When nearly everyone is guilty, and enforcement is discretionary or even arbitrary, the potential for abuse abounds. Police inevitably decide which drivers to stop on the basis of profiling. After the highly publicized shooting of Philando Castile in 2016, it was revealed that the 32-year-old Castile had previously been pulled over forty-nine times, but had rarely received a ticket, even though he was technically guilty of something every time he was pulled over. The pretext for the stop that resulted in Castile’s death was a faulty tail light; the real reason for the stop was that he had been profiled as a robbery suspect. (He had not committed the robbery.) Marohn argues that, in this roundabout way, our transportation design helps stoke racial resentment and even civil unrest. His reform proposal is twofold. First, change the design of our roads and streets to eliminate the incentives for drivers to break traffic laws. Second, end the routine investigatory traffic stop; ticket minor infractions electronically or through the mail, and pull people over only when there is a real threat to public safety.
Marohn makes his case persuasively throughout the book. In addition to the topics discussed above, readers will find thought-provoking ideas about public transit, traffic congestion, technology fads, and prospective reform of professional associations. One of Marohn’s great strengths is his refusal to indulge in partisanship. Red meat for the extremes of the ideological spectrum is a proven way to sell books, but Marohn recognizes that transportation reform is or ought to be an issue that cuts across partisan lines at the local level. Conservatives will appreciate his insistence on attention to the bottom line and his appreciation of traditional urban design. Progressives will appreciate his sensitivity to questions of race and class.
The book’s flaws are mostly stylistic. The conversation Marohn recounts in the introduction to establish the disconnect between the engineering profession and the concerns of ordinary people is a pastiche drawn from actual exchanges he had during his time as a practicing engineer, but it still reads as contrived. (Marohn’s 2010 YouTube video that served as the basis for the introduction is more engaging.) In other chapters, Marohn needlessly reproduces lengthy quotations from his 2019 book Strong Towns when brief paraphrasing would suffice to make his point. Examples like these indicate shortcomings in the editing process; fortunately, they do not detract from the book’s overall argument.

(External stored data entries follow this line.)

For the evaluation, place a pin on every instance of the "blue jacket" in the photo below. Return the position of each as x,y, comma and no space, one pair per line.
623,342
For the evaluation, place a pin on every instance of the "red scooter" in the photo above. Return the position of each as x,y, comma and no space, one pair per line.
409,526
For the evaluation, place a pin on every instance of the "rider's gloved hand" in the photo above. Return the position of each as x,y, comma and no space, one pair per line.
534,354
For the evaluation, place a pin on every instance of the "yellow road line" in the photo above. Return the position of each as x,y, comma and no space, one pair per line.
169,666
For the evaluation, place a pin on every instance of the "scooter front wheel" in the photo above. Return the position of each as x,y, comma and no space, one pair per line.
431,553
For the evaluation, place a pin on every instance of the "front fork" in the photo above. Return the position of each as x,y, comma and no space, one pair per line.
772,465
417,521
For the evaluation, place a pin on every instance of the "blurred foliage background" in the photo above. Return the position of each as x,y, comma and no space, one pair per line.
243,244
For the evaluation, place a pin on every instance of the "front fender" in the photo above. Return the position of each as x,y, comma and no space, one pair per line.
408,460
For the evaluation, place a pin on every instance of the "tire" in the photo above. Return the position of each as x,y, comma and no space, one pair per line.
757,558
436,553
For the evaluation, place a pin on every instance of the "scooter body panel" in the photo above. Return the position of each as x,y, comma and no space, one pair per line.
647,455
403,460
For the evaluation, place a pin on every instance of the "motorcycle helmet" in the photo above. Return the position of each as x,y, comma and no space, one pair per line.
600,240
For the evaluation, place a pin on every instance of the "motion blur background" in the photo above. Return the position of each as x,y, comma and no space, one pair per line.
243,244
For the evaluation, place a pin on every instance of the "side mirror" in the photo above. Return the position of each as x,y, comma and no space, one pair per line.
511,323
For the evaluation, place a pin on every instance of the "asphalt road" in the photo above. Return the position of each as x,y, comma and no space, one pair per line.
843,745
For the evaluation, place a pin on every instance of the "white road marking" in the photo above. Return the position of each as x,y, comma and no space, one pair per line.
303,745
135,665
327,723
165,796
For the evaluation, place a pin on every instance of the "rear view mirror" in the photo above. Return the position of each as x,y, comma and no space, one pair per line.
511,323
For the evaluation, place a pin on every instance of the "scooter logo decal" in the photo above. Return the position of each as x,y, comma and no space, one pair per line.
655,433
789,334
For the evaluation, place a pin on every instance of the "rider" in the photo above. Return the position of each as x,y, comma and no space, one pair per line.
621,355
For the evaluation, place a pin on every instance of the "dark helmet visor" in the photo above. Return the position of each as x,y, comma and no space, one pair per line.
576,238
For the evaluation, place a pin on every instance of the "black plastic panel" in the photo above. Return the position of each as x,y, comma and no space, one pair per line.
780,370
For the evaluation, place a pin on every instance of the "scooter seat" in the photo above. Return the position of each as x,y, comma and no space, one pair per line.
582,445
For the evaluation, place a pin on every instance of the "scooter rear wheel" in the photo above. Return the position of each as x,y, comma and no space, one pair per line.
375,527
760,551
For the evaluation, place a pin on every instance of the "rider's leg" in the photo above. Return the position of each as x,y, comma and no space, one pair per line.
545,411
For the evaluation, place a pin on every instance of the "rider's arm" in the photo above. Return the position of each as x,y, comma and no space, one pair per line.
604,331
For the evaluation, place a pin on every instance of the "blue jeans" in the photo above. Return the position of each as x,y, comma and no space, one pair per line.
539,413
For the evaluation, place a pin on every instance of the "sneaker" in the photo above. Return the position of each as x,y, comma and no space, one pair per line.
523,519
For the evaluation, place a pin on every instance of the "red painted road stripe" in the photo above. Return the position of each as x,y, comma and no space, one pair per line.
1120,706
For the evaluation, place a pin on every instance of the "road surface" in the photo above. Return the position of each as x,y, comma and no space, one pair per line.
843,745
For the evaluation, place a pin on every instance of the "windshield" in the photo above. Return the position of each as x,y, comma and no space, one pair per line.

Whether or not one agrees with all of Marohn’s proposals, Confessions of a Recovering Engineer opens readers’ eyes to many unhealthy realities of our transportation system. The prioritization of speed and flow over such other considerations as safety and cost has led to overbuilding and overengineering of infrastructure nearly everywhere. Most cities now cannot afford to maintain their networks without large infusions of state or federal aid. Worse, traffic fatalities—both of drivers and the pedestrians or cyclists they strike—far exceed what we should expect from a well-functioning system. One might argue the blame for this situation lies more properly with the elected officials who failed to guard the store over the years in the face of engineering’s biases rather than with, as Marohn argues, the engineering profession itself. Regardless, today’s local officials and concerned citizens now have a valuable resource in this book to help improve their cities and towns. For that, we should thank Chuck Marohn.
Jason Jewell chairs the Department of Humanities at Faulkner University, where he also directs the Center for Great Books and Human Flourishing. He was a Wilbur Scholar at the Russell Kirk Center for Cultural Renewal in the summer of 2019.